If you have a telescope
at least a few inches in diameter, you would see it as a small point of
light moving across the sky, said Timothy Spahr, director of the Minor
Planet Center at the Harvard-Smithsonian Center for Astrophysics.
You'll have to be
located in Eastern Europe, Asia or Australia for the best
telescope-aided view, scientists said. It won't be visible to the naked
eye.
What else is out there?
So, we know that this
particular asteroid isn't going to hit us, but how about all of those
other giant rocks floating nearby beyond our atmosphere?
NASA says 9,672 objects
have been classified as Near Earth Objects, or NEOs, as of February 5.
Near Earth Objects are comets or asteroids in orbits that allow them to
enter Earth's neighborhood.
There's an important
distinction between these objects: Comets are mostly water, ice and
dust, while asteroids are mostly rock or metal. Both comets and
asteroids have hit Earth in the past.
More than 1,300 Near
Earth Objects have been classified as potentially hazardous to Earth,
meaning that someday, they may come close or hit Earth. NASA is
monitoring these objects and updating their locations as new information
comes in. Right now, scientists aren't warning of any eminent threats.
Yeomans and colleagues
are using telescopes on the ground and in space to nail down the precise
orbit of objects that might threaten Earth and predict whether the
planet could be hit.
Observatories around the world send their findings to the NASA-funded Minor Planet Center, which keeps a database of all known asteroids and comets in our solar system.
NASA also has a space probe tracking asteroids to learn more about them. The Dawn probe was launched in 2007 and has already sent back dramatic pictures from the giant asteroid Vesta.
The spacecraft is now
heading to the dwarf planet Ceres. Dawn and Ceres are the two most
massive objects in the main asteroid belt.
A new asteroid adventure in 2016
A mission that's scheduled to launch in 2016 will teach scientists even more about asteroids.

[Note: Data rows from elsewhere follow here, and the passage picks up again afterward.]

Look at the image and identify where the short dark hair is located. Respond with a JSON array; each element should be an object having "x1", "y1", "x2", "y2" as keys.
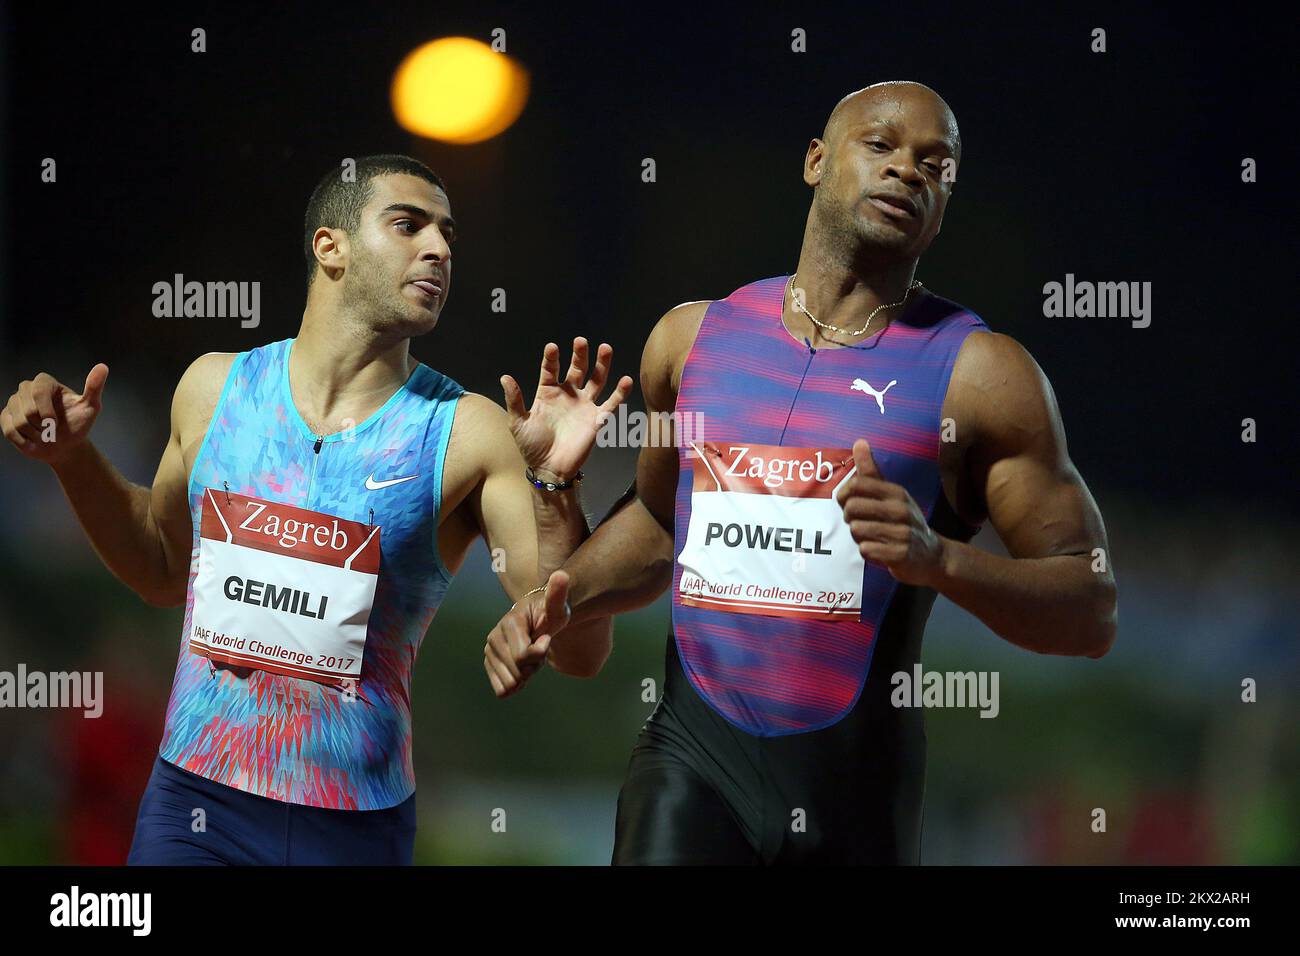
[{"x1": 303, "y1": 154, "x2": 448, "y2": 286}]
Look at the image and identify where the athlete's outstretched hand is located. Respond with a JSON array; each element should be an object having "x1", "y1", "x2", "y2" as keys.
[
  {"x1": 483, "y1": 569, "x2": 572, "y2": 698},
  {"x1": 1, "y1": 365, "x2": 109, "y2": 465},
  {"x1": 500, "y1": 338, "x2": 633, "y2": 482},
  {"x1": 836, "y1": 438, "x2": 946, "y2": 587}
]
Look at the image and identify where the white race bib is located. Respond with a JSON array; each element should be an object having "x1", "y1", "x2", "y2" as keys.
[
  {"x1": 190, "y1": 489, "x2": 381, "y2": 686},
  {"x1": 676, "y1": 442, "x2": 864, "y2": 621}
]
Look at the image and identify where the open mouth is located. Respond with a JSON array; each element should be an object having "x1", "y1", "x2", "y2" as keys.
[{"x1": 410, "y1": 280, "x2": 442, "y2": 298}]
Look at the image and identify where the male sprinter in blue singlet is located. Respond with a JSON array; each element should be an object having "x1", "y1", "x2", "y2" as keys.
[
  {"x1": 481, "y1": 83, "x2": 1119, "y2": 865},
  {"x1": 1, "y1": 155, "x2": 631, "y2": 864}
]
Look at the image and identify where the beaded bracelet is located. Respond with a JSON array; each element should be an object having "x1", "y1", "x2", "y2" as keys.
[{"x1": 526, "y1": 466, "x2": 584, "y2": 492}]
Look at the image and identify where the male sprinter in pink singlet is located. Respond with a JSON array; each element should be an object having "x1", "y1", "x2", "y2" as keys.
[
  {"x1": 481, "y1": 83, "x2": 1119, "y2": 864},
  {"x1": 1, "y1": 155, "x2": 632, "y2": 864}
]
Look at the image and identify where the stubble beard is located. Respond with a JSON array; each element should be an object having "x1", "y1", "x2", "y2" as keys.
[
  {"x1": 340, "y1": 250, "x2": 437, "y2": 341},
  {"x1": 813, "y1": 182, "x2": 915, "y2": 274}
]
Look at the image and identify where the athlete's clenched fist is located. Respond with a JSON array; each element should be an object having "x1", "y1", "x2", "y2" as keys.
[
  {"x1": 484, "y1": 569, "x2": 572, "y2": 699},
  {"x1": 835, "y1": 438, "x2": 945, "y2": 587},
  {"x1": 1, "y1": 364, "x2": 109, "y2": 464}
]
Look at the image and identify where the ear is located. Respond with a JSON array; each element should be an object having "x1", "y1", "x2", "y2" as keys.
[
  {"x1": 313, "y1": 226, "x2": 348, "y2": 277},
  {"x1": 803, "y1": 138, "x2": 826, "y2": 187}
]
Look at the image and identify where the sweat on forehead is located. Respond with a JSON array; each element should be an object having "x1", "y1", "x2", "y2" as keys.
[{"x1": 823, "y1": 82, "x2": 960, "y2": 155}]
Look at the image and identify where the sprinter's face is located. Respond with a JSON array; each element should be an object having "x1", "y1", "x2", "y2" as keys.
[
  {"x1": 341, "y1": 173, "x2": 455, "y2": 336},
  {"x1": 807, "y1": 86, "x2": 959, "y2": 259}
]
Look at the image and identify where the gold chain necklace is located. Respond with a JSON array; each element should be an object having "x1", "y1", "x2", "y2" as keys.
[{"x1": 787, "y1": 273, "x2": 922, "y2": 340}]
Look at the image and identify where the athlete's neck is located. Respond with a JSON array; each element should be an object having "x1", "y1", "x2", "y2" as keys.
[
  {"x1": 786, "y1": 236, "x2": 919, "y2": 348},
  {"x1": 288, "y1": 313, "x2": 414, "y2": 428}
]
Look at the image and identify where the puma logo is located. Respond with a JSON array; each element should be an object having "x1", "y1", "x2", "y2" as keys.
[{"x1": 850, "y1": 378, "x2": 897, "y2": 413}]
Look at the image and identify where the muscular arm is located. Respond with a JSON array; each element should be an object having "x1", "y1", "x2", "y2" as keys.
[
  {"x1": 448, "y1": 393, "x2": 591, "y2": 602},
  {"x1": 478, "y1": 302, "x2": 705, "y2": 696},
  {"x1": 558, "y1": 301, "x2": 708, "y2": 627},
  {"x1": 553, "y1": 458, "x2": 676, "y2": 628},
  {"x1": 932, "y1": 332, "x2": 1117, "y2": 657},
  {"x1": 449, "y1": 392, "x2": 613, "y2": 676},
  {"x1": 43, "y1": 353, "x2": 231, "y2": 607}
]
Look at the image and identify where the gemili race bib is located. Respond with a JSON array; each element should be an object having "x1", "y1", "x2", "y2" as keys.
[
  {"x1": 676, "y1": 441, "x2": 865, "y2": 621},
  {"x1": 189, "y1": 489, "x2": 381, "y2": 687}
]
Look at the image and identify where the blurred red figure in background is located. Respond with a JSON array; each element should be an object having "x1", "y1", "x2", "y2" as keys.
[{"x1": 57, "y1": 656, "x2": 164, "y2": 865}]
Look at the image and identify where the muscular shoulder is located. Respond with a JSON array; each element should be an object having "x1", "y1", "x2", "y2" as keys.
[
  {"x1": 947, "y1": 330, "x2": 1066, "y2": 460},
  {"x1": 445, "y1": 392, "x2": 513, "y2": 462},
  {"x1": 173, "y1": 351, "x2": 238, "y2": 438},
  {"x1": 642, "y1": 299, "x2": 711, "y2": 412},
  {"x1": 441, "y1": 392, "x2": 519, "y2": 499}
]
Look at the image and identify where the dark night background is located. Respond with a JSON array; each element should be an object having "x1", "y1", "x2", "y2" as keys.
[{"x1": 1, "y1": 2, "x2": 1296, "y2": 864}]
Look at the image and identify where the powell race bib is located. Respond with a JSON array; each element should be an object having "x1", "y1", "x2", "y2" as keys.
[{"x1": 676, "y1": 441, "x2": 865, "y2": 621}]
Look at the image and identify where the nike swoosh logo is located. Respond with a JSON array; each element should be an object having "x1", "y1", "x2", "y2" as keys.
[{"x1": 365, "y1": 473, "x2": 419, "y2": 491}]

OSIRIS-REx will visit an asteroid called 1999 RQ36, take a sample of at least 2.1 ounces and bring it back to Earth.
"This is going to be the
largest sample of an extraterrestrial object returned to Earth since
end of the Apollo missions over 40 years ago," said Edward Beshore,
deputy principal investigator for the mission, who is based at the
University of Arizona, Tucson.
The probe will arrive at the asteroid in 2018, study it, then bring back the sample in 2023.
1999 RQ36 is made of
materials "almost identical to those that were present when the solar
system was formed about 4.5 billion years ago," he said. That means
studying this asteroid could yield greater understanding about the
sources of organic molecules and water that gave rise to life.
This asteroid, like the
one that will fly by on February 15, is considered a near-Earth object.

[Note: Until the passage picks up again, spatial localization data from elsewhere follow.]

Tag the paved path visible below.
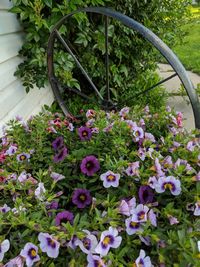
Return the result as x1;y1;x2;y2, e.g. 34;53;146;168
157;63;200;131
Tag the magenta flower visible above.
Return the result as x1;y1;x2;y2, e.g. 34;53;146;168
75;230;98;254
131;204;149;223
17;152;30;162
80;155;100;176
87;254;106;267
72;188;92;209
139;185;154;204
100;170;120;188
20;243;40;267
55;211;74;226
95;227;122;256
125;162;140;177
135;249;152;267
155;176;181;196
0;239;10;261
52;136;64;151
38;232;60;258
53;147;68;163
125;217;143;235
78;126;92;141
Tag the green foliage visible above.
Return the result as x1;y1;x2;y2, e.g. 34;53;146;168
10;0;191;106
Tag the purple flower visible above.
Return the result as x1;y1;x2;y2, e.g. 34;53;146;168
154;158;165;177
72;188;92;209
4;255;24;267
139;185;154;204
87;254;106;267
125;216;143;235
52;136;64;151
50;172;65;182
20;243;40;267
125;162;140;177
18;171;31;183
78;126;92;141
138;147;146;161
118;197;136;216
194;201;200;216
53;147;68;163
119;107;129;117
55;211;74;226
135;249;152;267
17;152;30;162
0;239;10;261
168;215;179;225
86;109;96;119
80;155;100;176
148;176;157;189
132;126;144;142
100;170;120;188
46;201;59;210
6;145;18;156
0;204;11;213
144;132;155;143
139;236;151;246
75;230;98;254
95;227;122;256
155;176;181;196
148;209;157;227
38;232;60;258
131;204;149;223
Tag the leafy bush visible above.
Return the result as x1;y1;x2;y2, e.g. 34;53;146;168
0;105;200;266
10;0;191;105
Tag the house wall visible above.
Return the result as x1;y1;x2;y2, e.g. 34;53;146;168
0;0;54;135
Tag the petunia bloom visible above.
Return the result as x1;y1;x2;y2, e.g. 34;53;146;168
53;147;68;163
0;239;10;261
38;232;60;258
75;230;98;254
55;211;74;226
154;176;181;196
52;136;64;151
125;216;143;235
87;253;106;267
78;126;92;141
20;243;40;267
100;170;120;188
17;153;30;162
72;189;92;209
95;227;122;256
135;249;152;267
138;185;154;204
80;155;100;176
131;204;149;223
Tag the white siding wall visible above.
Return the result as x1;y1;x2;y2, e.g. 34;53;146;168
0;0;54;134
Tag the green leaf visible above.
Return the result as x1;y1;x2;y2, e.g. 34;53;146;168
43;0;52;8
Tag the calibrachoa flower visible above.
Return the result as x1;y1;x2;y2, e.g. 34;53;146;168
87;254;106;267
35;182;46;201
86;109;96;119
194;201;200;216
52;136;64;151
4;255;24;267
95;227;122;256
154;158;165;177
17;152;30;162
72;188;92;208
125;162;140;177
125;216;143;235
6;144;17;155
53;147;68;163
80;155;100;176
131;204;149;223
0;239;10;261
55;211;74;226
78;126;92;141
148;176;157;189
18;171;31;183
119;107;129;118
148;209;157;227
154;176;181;196
50;172;65;182
119;197;136;216
139;185;154;204
20;243;40;267
168;215;179;225
0;204;11;213
75;230;98;254
100;170;120;188
135;249;152;267
38;233;60;258
132;126;144;142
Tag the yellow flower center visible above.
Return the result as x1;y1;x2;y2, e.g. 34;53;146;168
130;222;139;227
82;131;88;136
164;183;173;190
20;155;26;160
80;194;86;201
102;236;111;246
30;249;37;257
107;174;115;181
139;213;145;220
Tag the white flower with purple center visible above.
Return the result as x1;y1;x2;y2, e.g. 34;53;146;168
87;254;106;267
95;227;122;256
131;204;149;223
154;176;181;196
35;182;46;201
135;249;152;267
38;232;60;258
18;171;31;183
17;152;30;162
75;230;98;254
100;171;120;188
125;162;140;177
0;239;10;261
132;126;144;142
194;201;200;216
0;204;11;213
20;243;40;267
6;145;18;156
125;216;143;235
50;172;65;182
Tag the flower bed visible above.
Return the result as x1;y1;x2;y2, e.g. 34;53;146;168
0;105;199;266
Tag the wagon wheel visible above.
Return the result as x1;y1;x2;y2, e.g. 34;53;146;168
47;7;200;129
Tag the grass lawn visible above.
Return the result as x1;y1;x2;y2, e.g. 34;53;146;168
173;6;200;74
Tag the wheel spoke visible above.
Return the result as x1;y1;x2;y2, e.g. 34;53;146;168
105;15;110;101
55;29;103;100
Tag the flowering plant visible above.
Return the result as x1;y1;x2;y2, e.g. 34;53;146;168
0;105;199;266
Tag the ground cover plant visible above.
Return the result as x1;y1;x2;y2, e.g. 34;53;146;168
0;104;200;266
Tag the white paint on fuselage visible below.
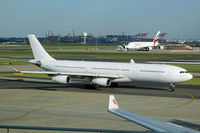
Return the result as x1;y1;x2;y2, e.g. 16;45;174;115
125;42;154;50
40;60;193;84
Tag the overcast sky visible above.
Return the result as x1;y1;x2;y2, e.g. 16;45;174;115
0;0;199;39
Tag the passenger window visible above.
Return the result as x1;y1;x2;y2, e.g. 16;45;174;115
180;71;188;73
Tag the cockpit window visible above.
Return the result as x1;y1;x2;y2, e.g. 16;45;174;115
180;71;188;73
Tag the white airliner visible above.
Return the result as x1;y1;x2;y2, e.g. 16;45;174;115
108;95;200;133
119;31;163;51
10;34;192;92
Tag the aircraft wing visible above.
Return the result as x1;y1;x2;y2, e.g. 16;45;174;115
108;95;200;133
9;66;121;79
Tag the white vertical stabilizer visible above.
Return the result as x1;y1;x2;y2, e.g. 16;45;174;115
109;95;119;110
28;34;55;61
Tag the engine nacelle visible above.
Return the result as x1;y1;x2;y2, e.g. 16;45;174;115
159;46;164;49
147;47;152;51
52;75;71;84
92;78;111;86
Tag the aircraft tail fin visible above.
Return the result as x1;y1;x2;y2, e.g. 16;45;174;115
153;31;160;46
28;34;55;61
108;95;119;110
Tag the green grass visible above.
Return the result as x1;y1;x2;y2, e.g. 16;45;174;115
1;51;198;59
50;52;200;60
0;73;50;79
0;59;29;65
178;77;200;85
0;43;117;50
171;64;200;72
43;45;117;50
0;51;33;57
1;43;200;60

The mission would further clarify the threat that this particular object
poses, and better predict the orbits of other near-Earth asteroids,
Beshore said.
Scientists at the University of Arizona are collaborating with NASA and Lockheed Martin Space Systems on this mission.
To better predict the
orbits of hazardous objects, this group is looking at the Yarkovsky
effect, a force created when the asteroid absorbs sunlight and
re-radiates it as heat.
The effect is, at first
glance, quite small -- Beshore cited his colleague Steven Chesley's
comparison of this effect to the force you feel when you hold grapes in
your hand. But over time, it's an important consideration when trying to
understand where an asteroid is headed.
"That force, applied over millions of years, can literally move mountains of rock around," Beshore said.
We can't say this enough: Don't panic over it.